MARCEA CRAWFORD stands in front of one of the new murals she installed for the Moxie Festival. The murals are visible from Union Street on the side of the Lisbon Library. CHRIS QUATTRUCCI / THE TIMES RECORD

LISBON

Marcea Crawford is adding a touch of art to the Moxie Festival this year, highlighting its “Moxie Through the Decades” theme.

The artist organized the festival’s first ever art walk, and created a trio of murals celebrating the event, two of which are hung on the side of the Lisbon Library. The third is to be installed before Friday’s Moxie Festival kickoff.

“The theme is ‘Moxie Through the Decades,’” said Crawford. “I thought it was kind of an obvious idea that we do different art movements with a little bit of a Moxie twist.”

Using a wheat-paste mixture, the murals will not be affixed to the building permanently. Still, Crawford hopes the temporary art will have a lasting impact on the community — a place where she discovered her passion for art. She cultivated her passion for the subject by taking weekly classes and practicing in different mediums. Crawford hopes her latest endeavor will inspire children in Lisbon.

MARCEA CRAWFORD’S MURALS are visible from Union Street on the side of the library. She will install a third before the Moxie Festival begins Friday. CHRIS QUATTRUCCI / THE TIMES RECORD

MARCEA CRAWFORD’S MURALS are visible from Union Street on the side of the library. She will install a third before the Moxie Festival begins Friday. CHRIS QUATTRUCCI / THE TIMES RECORD

“It gives us an opportunity to give kids an introduction to art,” she said. “There may be kids in Lisbon who don’t have the ability to go to the Museum of Fine Arts in Boston or the Guggenheim in New York.”

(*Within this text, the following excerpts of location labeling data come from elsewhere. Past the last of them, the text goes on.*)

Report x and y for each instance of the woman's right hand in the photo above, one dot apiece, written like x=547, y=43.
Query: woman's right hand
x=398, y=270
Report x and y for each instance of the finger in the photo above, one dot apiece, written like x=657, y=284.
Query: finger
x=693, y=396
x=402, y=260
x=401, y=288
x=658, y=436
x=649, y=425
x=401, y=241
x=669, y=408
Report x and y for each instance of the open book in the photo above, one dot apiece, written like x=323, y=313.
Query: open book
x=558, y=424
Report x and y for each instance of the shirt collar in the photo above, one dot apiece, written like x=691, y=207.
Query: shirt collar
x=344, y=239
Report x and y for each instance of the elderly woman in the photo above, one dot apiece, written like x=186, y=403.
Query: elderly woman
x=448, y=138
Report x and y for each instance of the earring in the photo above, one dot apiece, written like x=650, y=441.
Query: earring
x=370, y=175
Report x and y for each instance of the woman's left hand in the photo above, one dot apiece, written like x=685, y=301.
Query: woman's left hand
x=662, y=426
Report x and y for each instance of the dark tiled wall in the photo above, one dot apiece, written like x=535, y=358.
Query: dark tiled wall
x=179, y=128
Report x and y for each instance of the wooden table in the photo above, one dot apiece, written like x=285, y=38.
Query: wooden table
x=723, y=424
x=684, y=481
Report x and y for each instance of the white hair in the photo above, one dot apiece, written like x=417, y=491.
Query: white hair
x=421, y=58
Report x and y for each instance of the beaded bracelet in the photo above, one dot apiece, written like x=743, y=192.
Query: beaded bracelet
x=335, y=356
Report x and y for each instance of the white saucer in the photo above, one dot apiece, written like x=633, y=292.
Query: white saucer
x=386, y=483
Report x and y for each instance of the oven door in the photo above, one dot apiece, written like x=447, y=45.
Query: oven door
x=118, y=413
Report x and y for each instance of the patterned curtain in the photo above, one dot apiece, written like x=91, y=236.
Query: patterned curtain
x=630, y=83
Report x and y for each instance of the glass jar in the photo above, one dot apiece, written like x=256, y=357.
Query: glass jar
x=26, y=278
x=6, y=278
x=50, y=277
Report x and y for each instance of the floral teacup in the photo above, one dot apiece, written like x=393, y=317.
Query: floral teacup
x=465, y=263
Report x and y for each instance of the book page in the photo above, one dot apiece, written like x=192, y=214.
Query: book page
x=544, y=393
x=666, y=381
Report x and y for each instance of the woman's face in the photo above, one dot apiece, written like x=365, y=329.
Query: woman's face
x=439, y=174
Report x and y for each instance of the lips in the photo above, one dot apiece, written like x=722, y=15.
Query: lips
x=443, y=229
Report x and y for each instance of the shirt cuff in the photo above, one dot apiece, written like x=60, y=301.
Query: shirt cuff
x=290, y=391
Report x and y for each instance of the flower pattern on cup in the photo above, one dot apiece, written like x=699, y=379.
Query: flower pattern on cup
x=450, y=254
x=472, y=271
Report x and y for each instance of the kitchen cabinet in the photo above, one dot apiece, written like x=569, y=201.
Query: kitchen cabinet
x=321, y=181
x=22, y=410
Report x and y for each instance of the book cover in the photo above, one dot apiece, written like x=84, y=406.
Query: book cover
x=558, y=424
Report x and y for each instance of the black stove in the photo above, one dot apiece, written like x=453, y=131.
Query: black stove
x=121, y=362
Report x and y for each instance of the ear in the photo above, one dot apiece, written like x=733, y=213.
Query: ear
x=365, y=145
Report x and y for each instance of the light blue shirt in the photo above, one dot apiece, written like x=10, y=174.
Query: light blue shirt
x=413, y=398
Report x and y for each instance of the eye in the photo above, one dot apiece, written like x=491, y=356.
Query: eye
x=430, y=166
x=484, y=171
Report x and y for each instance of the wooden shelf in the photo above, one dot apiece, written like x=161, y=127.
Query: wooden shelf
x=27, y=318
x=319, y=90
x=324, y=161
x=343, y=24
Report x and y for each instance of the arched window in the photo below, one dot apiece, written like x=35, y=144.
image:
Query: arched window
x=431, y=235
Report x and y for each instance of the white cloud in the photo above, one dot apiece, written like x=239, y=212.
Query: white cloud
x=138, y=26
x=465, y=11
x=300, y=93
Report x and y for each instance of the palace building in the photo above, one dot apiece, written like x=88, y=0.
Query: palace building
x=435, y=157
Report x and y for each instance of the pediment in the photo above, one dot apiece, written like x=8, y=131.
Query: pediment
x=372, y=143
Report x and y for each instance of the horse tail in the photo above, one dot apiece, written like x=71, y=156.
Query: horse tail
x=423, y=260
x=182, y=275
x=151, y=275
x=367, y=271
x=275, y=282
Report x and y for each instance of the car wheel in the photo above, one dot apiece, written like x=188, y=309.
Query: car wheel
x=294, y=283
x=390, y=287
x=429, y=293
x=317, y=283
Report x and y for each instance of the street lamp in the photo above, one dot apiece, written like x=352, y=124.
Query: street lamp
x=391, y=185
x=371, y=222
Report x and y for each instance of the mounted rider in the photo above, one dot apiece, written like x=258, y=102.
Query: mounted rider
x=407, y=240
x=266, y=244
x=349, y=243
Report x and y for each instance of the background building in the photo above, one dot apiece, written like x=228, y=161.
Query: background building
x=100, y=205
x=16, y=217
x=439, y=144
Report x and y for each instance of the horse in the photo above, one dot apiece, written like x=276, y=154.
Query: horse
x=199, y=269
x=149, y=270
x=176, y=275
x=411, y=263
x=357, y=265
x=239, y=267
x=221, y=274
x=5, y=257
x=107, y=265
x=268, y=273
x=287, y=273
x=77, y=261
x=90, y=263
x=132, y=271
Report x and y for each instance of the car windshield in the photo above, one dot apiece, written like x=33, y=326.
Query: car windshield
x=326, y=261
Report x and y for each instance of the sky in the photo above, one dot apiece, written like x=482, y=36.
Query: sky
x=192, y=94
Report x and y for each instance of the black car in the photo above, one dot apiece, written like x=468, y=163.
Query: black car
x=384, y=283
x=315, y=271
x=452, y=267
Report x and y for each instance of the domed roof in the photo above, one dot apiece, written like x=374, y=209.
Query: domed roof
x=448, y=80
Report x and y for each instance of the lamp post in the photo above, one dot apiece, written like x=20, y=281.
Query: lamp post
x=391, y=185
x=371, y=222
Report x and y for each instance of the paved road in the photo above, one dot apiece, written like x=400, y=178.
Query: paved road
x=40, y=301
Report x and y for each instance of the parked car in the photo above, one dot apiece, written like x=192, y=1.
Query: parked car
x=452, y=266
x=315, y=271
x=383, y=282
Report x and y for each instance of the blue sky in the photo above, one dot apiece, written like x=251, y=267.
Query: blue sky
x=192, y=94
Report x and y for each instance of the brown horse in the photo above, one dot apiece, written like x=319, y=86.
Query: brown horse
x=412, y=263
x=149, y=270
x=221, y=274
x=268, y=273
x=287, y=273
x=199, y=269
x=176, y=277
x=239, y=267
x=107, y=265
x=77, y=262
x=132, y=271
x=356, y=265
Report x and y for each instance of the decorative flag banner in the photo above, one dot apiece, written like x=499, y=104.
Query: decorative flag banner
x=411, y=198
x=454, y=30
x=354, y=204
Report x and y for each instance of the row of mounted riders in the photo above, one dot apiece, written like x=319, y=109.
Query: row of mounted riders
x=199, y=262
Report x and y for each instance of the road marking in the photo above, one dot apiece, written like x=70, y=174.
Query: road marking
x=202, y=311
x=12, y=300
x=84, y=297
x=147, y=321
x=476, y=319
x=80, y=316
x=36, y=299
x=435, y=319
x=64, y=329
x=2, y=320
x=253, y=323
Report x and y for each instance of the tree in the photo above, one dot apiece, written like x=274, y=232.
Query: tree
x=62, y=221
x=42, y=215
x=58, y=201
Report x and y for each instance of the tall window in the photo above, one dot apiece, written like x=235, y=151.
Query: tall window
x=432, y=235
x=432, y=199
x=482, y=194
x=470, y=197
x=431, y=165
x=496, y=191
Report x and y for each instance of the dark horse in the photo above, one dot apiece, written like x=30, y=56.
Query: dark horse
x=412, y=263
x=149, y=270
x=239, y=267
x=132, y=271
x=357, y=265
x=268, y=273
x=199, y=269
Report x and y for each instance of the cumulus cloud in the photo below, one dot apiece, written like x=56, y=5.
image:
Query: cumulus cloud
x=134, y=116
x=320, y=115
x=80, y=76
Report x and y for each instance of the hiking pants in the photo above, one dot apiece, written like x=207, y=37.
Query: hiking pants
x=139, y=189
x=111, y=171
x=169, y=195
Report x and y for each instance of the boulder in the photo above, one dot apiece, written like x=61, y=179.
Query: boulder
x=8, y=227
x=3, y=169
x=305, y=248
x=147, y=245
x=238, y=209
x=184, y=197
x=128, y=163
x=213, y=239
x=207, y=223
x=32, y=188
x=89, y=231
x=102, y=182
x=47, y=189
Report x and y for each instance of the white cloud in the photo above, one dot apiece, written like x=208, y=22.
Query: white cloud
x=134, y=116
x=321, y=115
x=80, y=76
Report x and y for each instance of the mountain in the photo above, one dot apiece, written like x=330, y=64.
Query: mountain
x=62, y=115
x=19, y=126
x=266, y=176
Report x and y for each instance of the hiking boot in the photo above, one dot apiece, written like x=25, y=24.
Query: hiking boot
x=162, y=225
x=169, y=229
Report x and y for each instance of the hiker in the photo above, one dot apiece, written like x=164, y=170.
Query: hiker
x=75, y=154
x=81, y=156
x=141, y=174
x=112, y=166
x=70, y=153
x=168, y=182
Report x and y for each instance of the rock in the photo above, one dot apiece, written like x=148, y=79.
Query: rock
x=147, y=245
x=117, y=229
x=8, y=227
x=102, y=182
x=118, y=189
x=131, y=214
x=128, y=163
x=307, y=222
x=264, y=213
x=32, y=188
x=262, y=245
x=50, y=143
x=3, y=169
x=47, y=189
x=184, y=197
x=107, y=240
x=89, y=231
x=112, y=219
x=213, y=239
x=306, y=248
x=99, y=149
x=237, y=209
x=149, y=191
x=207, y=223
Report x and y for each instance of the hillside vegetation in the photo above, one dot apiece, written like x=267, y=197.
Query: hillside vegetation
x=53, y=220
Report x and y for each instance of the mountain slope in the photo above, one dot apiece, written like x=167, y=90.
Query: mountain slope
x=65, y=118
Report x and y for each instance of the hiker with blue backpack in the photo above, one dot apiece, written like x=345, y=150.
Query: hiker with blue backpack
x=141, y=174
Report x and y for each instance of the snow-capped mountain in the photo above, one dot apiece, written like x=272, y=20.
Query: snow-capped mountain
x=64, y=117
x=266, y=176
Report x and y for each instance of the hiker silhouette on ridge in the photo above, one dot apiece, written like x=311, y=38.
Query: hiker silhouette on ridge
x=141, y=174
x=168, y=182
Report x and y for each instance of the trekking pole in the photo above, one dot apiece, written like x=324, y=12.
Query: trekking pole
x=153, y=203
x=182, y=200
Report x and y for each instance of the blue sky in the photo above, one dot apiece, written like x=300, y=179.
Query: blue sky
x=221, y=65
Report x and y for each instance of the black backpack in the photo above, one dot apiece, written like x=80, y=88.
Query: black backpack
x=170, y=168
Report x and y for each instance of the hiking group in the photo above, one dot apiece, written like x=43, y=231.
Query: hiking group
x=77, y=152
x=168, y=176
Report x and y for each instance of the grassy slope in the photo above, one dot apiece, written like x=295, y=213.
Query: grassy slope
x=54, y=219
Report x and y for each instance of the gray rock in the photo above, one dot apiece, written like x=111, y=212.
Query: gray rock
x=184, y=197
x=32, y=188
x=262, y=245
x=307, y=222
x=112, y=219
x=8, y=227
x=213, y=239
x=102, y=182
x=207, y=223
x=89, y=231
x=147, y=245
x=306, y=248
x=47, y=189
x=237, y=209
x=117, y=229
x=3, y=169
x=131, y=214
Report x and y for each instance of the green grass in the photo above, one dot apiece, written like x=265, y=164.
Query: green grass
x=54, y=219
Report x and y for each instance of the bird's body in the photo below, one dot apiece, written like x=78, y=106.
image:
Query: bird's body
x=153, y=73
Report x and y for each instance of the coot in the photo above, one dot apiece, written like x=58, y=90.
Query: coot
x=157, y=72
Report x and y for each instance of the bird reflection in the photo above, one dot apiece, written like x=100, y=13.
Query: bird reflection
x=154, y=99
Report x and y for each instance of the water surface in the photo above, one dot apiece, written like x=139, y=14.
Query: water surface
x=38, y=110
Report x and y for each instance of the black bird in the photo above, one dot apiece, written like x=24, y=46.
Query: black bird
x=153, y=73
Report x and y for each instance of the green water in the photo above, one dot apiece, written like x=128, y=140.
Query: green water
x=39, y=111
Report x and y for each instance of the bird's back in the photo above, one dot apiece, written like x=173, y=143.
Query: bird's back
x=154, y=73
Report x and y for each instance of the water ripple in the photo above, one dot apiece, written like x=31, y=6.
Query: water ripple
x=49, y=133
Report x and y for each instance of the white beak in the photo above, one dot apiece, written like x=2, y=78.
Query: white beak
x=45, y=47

Crawford’s various works have included plaster sculptures, painting, printmaking and charcoal plaster drawing. She created her latest project using alcohol-based markers to design the murals, and she’s been recently inspired by temporary public art.

“I’m kind of addicted to this right now,” said Crawford. “It’s less pressure to hang something that’s temporary. It works for me, I guess I don’t have to worry about making everything perfect.”

Those passing by on Union Street, however, would be hard-pressed to find an imperfection in the murals. Crawford did notice a small portion of the mural starting to peel as she looked over her work, but said it was an easy fix.

The already installed murals incorporate the art nouveau and cubism movement; the third will be an example of pop art. Prior to the festival, Crawford hopes to add a paragraph about each movement to further her idea of giving the community a museum-like experience.

When it comes to the art itself, the vibrant colors bounce off the brick canvas.

“It’s not something we’ve ever had,” said library Director Diane Nadeau. “Our patrons are really enjoying walking up the new sidewalk and seeing them.”

Some day Crawford would like to implement ideas for combining sculpture and murals, but for now she has reached one of her goals with the Moxie project.

“I had done a mural last June with UMA students in Augusta,” she said. “We had designed wheat-paste murals and had a place for them, but it fell through so I just really wanted to do that. I love that it’s temporary. It’s just kind of a fun thing.”

When the town manager approached her with the idea, Nadeau said she was happy to display the local work.

Crawford poured her energy into the mural project all while working toward a bachelor’s degree at UMaine-Augusta; she already has an associate’s degree in graphic design.

The murals took about eight to 10 hours each to create the colorful creations, plus another four hours to print them. Crawford said it took her about an hour to place the first two murals on the side of the building.

When they’re ready to come down, however, there won’t be much cleanup needed.

“They will deteriorate, they’ll start peeling,” said Crawford. “It will come off like wallpaper, but it won’t damage anything underneath. The paste is just boiling water, flour, and a little bit of sugar.”

The inaugural art walk will take place Saturday, providing an opportunity for local artists to display and sell their art. Crawford said organizing the first-time event had its challenges, including a lower turnout than hoped.

“I think the people that are going to be there are really talented and really awesome,” she said, “so it will spark interest for next year.”

The Moxie Festival will take place Friday through Sunday, with Saturday’s art walk running until 4 p.m. Crawford plans to have prints of the murals in the art area of the festival on Main Street.